Well, transparency is one thing.   Sea-sawing from ‘quantitative easing’ to ‘quantitative tightening,’ then neutral, and then possibly more easing in a few short months is … well … not very stable!  One would surmise that with the mountains of high-quality financial and economic data at their fingertips, and an army of financial wizards and analysts pouring over that data, they would have a better grasp on current conditions.  To me, frankly, their behavior appears exceptionally cavalier.   My opinion. 

Interestingly enough, consumers don’t appear to be feeling the same crosscurrents.   At the same time the FED is growing concerned about economic headwinds, the consumer appears to be more confident — less worried — about the future. 

The Conference Board Consumer Confidence Index® increased in February to an index reading of 131.4 (1985=100), up from 121.7 in January.   That’s a big move. 

Another index tracked by the Conference Board — the ‘Expectations Index‘ — increased at an even faster clip:  Up from 89.4 last month to 103.4 this month.  (This index is based on consumers’ short-term outlook for income, business and labor market conditions.)

“Consumer Confidence rebounded in February, following three months of consecutive declines,” said Lynn Franco, Senior Director of Economic Indicators at The Conference Board. “The Present Situation Index improved, as consumers continue to view both business and labor market conditions favorably.  Looking ahead, consumers expect the economy to continue expanding.”

And so it would appear the FEDs expectations are in conflict with the consumer’s.   Interesting, right?  Why is this, you might ask? 

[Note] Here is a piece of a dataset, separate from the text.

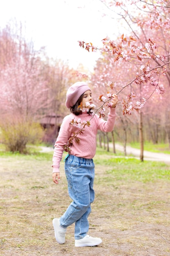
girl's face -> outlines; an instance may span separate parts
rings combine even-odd
[[[82,105],[84,106],[86,102],[89,102],[89,103],[93,103],[93,99],[91,97],[91,91],[88,90],[86,91],[84,95],[83,100],[82,101]]]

The consumer, unfortunately, is often the last to feel a slowing economy.  The financial markets tend to anticipate a slow-down first; the FED and economists seem to have a pretty good finger on the pulse; and the consumer, unfortunately, is often side-swiped by crosscurrents toward the “end of the beginning” (paraphrasing Mr. Churchill) of a recession.   Consumer expectations tend to be a ‘lagging indicator.’   Which is why the Steakhouse Index is so important.   If the FED is concerned about the economy, and the financial markets are showing fear and stress, we must monitor our ultimate lagging index — the consumer — the gauge how bad things really might become.   As long as the consumer is happy … we’re probably in pretty good shape.  And the consumer is happy.  Maybe not as happy as the folks in Bhutan.   But happy nonetheless!

Restaurant reservations this week, I’m sorry to report, are more aligned with the FED state of mind than consumer expectations.   Take a look:

With an SHI10 reading of a negative 160, our pricey eateries aren’t feeling the love this Saturday.  On the other hand, this reading is fairly consistent with this week back in 2018.   It’s interesting to see how closely this year’s SHI10 is tracking last year’s numbers.   There’s the stability!  🙂

Here is the weekly chart:

If you were hankering for a beautifully grilled T-Bone this weekend, good news:   Your local steakhouse is waiting for your call!   Enjoy!